Advertisement

Chris Froome’s Giro victory will lead only to more contortions

Chris Froome wins the Giro d'Italia
Britain’s Chris Froome after his victory in the Giro d’Italia. It means he is the first cyclist in 35 years to hold all three grand tours. Photograph: Gregorio Borgia/AP

Refreshingly, many of the new generation emerging in cycling are unencumbered by clear memories of the sport’s recent past. It is partly in that context that the reaction of the New Zealander George Bennett to Chris Froome’s Giro d’Italia winning performance on Friday en route to Bardonecchia has to be seen.

Confronted with the news that Froome had held out over 80 kilometres over three mountains to take the overall lead, Bennett – captured on video by his Lotto-NL team’s social media people and by the website cyclingnews.com – could not hide his disbelief. “Did Froome stay away? No way. He did a Landis. Jesus!” His reference was to Floyd Landis’s astonishing comeback to win at Morzine in the 2006 Tour de France, which set up the American as, provisionally, the overall winner, until a positive test for testosterone was announced.

This kind of parallel is the stuff of any spin doctor’s nightmares and Lotto-NL promptly issued a statement explaining that Bennett did not mean to cast aspersions. “This is not an insinuation but a way to express the admiration for an exceptional achievement,” the team said. Bennett, inevitably, was asked to explain himself, which – less inevitably but admirably – he was willing to do. “If we can’t compare a cyclist to another cyclist, we can’t make a comparison to any cyclist in the last 20 years,” he argued just before the stage start on Saturday.

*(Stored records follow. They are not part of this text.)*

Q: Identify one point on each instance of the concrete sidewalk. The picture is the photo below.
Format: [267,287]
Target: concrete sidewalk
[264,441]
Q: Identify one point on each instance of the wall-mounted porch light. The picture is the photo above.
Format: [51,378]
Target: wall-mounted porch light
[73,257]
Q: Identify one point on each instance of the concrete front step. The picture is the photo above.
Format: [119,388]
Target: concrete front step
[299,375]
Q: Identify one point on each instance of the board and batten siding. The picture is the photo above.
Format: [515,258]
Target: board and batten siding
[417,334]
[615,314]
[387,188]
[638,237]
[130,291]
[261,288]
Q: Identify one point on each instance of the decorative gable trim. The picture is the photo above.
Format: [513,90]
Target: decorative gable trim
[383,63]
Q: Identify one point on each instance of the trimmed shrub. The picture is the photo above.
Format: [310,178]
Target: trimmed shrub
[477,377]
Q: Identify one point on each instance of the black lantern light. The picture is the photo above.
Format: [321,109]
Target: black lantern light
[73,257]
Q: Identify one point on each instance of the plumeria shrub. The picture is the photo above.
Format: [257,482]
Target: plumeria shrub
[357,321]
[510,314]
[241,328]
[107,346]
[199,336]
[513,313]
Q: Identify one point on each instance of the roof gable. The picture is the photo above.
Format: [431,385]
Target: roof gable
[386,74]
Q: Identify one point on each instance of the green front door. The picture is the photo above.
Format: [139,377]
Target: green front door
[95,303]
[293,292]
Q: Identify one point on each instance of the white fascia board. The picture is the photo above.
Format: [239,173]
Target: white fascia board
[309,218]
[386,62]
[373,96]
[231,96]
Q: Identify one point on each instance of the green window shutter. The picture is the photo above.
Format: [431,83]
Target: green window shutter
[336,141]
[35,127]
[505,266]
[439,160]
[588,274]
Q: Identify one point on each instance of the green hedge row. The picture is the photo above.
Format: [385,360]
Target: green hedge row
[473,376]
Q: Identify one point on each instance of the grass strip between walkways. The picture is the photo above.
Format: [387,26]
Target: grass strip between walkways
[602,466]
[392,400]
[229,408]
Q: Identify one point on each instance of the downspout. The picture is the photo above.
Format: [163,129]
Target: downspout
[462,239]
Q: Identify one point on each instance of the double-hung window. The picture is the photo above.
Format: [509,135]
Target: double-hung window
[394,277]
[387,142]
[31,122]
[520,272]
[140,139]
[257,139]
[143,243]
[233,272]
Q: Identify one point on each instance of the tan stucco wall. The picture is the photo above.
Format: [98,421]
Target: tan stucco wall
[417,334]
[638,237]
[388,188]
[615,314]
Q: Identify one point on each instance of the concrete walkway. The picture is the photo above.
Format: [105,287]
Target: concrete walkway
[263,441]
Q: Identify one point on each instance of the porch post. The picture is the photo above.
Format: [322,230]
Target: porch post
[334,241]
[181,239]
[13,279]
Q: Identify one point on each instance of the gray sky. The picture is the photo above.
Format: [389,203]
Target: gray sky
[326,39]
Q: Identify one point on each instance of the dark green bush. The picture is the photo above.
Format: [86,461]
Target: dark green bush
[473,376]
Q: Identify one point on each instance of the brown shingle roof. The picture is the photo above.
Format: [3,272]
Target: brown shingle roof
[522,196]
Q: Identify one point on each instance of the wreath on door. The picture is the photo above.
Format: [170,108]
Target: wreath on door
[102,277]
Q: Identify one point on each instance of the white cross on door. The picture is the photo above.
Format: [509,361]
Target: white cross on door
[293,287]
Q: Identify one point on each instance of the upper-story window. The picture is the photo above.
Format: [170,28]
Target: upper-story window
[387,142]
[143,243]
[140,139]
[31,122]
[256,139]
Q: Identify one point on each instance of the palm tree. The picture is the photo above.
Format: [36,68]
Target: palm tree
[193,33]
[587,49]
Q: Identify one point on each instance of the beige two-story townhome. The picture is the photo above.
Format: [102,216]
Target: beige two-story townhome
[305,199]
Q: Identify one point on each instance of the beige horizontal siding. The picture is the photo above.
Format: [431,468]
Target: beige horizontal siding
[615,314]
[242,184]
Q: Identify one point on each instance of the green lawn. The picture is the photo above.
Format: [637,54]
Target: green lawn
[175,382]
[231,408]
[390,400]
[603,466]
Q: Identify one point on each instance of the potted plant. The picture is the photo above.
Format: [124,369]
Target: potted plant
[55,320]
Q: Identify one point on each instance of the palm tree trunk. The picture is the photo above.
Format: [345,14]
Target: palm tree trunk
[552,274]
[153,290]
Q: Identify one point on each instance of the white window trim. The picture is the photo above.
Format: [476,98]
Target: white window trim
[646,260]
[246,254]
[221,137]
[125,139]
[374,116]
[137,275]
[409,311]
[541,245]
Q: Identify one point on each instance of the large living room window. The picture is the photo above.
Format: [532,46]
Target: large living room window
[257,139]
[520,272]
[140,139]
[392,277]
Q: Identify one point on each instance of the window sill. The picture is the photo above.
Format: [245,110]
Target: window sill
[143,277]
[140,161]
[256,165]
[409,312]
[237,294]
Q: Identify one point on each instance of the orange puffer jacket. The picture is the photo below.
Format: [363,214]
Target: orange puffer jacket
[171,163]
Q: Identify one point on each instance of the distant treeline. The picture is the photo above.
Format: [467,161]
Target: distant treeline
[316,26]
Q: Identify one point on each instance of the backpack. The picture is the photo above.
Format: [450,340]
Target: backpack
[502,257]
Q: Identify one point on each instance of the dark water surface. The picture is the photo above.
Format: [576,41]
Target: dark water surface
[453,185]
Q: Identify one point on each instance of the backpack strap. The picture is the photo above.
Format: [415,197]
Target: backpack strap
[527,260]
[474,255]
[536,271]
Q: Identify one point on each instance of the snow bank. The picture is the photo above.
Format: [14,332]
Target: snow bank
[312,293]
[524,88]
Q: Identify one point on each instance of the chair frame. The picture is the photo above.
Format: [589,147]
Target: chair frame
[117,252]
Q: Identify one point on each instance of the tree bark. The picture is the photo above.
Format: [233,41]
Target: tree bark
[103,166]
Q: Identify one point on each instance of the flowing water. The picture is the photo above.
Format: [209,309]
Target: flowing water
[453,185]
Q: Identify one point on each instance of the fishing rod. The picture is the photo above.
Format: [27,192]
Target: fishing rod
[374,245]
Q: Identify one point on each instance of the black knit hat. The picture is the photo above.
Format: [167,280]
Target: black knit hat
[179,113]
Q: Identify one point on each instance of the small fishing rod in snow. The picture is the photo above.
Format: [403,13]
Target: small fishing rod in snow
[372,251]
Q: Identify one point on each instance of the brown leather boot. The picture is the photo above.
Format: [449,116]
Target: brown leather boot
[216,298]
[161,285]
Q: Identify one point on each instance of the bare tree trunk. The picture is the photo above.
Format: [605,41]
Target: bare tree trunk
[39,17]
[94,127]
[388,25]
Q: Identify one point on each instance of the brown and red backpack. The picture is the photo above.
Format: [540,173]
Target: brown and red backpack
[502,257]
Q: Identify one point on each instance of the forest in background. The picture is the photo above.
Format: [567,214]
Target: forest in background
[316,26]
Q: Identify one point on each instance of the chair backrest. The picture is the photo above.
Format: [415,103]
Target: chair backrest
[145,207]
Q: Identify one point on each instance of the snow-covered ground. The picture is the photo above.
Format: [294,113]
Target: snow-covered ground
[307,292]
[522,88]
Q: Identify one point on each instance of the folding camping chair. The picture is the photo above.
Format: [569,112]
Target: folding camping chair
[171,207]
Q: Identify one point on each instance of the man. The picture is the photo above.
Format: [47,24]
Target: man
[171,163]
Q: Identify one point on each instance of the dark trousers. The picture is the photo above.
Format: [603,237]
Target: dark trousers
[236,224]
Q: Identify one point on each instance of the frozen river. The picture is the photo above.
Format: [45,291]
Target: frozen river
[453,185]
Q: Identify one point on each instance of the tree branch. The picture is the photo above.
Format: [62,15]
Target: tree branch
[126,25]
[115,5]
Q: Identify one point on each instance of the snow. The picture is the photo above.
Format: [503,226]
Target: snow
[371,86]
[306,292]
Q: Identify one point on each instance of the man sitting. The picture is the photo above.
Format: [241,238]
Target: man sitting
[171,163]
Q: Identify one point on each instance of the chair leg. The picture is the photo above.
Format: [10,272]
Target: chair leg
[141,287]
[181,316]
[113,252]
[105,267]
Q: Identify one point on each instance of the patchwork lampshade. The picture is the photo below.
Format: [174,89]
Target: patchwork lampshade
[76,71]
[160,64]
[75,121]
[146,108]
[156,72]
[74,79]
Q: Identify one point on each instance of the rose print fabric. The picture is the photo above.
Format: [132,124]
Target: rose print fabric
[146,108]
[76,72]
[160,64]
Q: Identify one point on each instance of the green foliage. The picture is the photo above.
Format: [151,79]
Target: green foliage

“I’m just saying he made a bigger comeback than Easter Sunday. There’s no innuendo. I’m not [implying] anything. It’s nothing to do with drugs or anything like that. But if we can’t make comparisons in cycling, if we can’t compare it to Pantani, we can’t compare it to Merckx then, because we don’t know what was going on there.”

That point regarding the complexity of ranking performance in a sport that is dogged by half a century of doping is well made but cycling’s current ability to tie itself in knots is second to none. On one level Froome’s ride to Bardonecchia was the climax of a breathtaking Giro, which saw dramatic collapses – Esteban Chaves, Simon Yates and Thibaut Pinot, who abandoned on Sunday morning – and a dramatic reversal of fortune, from a position where it looked as if Froome stood no chance of his third consecutive Grand Tour victory.

On another level this was pretty much what had been feared by those who felt that Froome should not ride the Giro d’Italia as he awaits the verdict on an adverse analytical finding for salbutamol, which he is contesting on the grounds that he has done nothing wrong. The issue is nothing to do with Froome personally. He showed courage, moral and physical, in making that escape on Friday, he demonstrated breathtaking descending skill and he showed admirable sangfroid in limiting his losses day by day for the first two weeks of the Giro. If ever there was a race that demonstrated the adage that you may not win a stage race on any given day but you must try not to lose it, this was the one.

A Froome win leaves the race result in abeyance pending the ruling. He may keep the win or he may not.

If the results were to be rejigged, however, that act alone cannot rewrite the history of the race. That history was forged by Team Sky and Froome, whose decision to race hard on Wednesday and Friday blew the standings to bits.

It remains to be seen whether the 2018 Giro d’Italia could be yet another race in cycling history with an asterisk against it, yet another which counts for nothing.

It is to avoid putting an entire race in limbo due to delay in resolving an Adverse Analytical Finding that the Mouvement Pour un Cyclisme Crédible, the sport’s voluntary anti-doping body, insists that its member teams do not field riders facing an AAF in races. As the 2017 winner and Froome’s runner-up this year, Tom Dumoulin, pointed out, if it had been him that was contesting a salbutamol ruling, he would not have been permitted to start the Giro.

Team Sky have always refused to join the MPCC. (In the interests of fairness it should be pointed out that Simon Yates’s Mitchelton-Scott and the Astana team of the third finisher, Miguel-Ángel López, are among the World Tour teams who are not members either.) It is their legitimate right but it leaves them open to the criticism that they are putting their own interests above those of their sport. But in the last 18 months the team appear to have given little sign they are interested in the wider image of cycling, with their response to the tale of Jiffy Bags, lost medical records, the 55 doses of cortisone they bought between 2010 and 2013, and its climax in a highly critical – albeit strongly denied – parliamentary committee report.

It is now five weeks until the Tour de France peloton gathers in the Vendée. There is every indication that Froome’s salbutamol ruling will not be complete by then. More contortions are in store, quite possibly lasting until late summer or early autumn. Unfortunately the Giro may be only the beginning of the end game.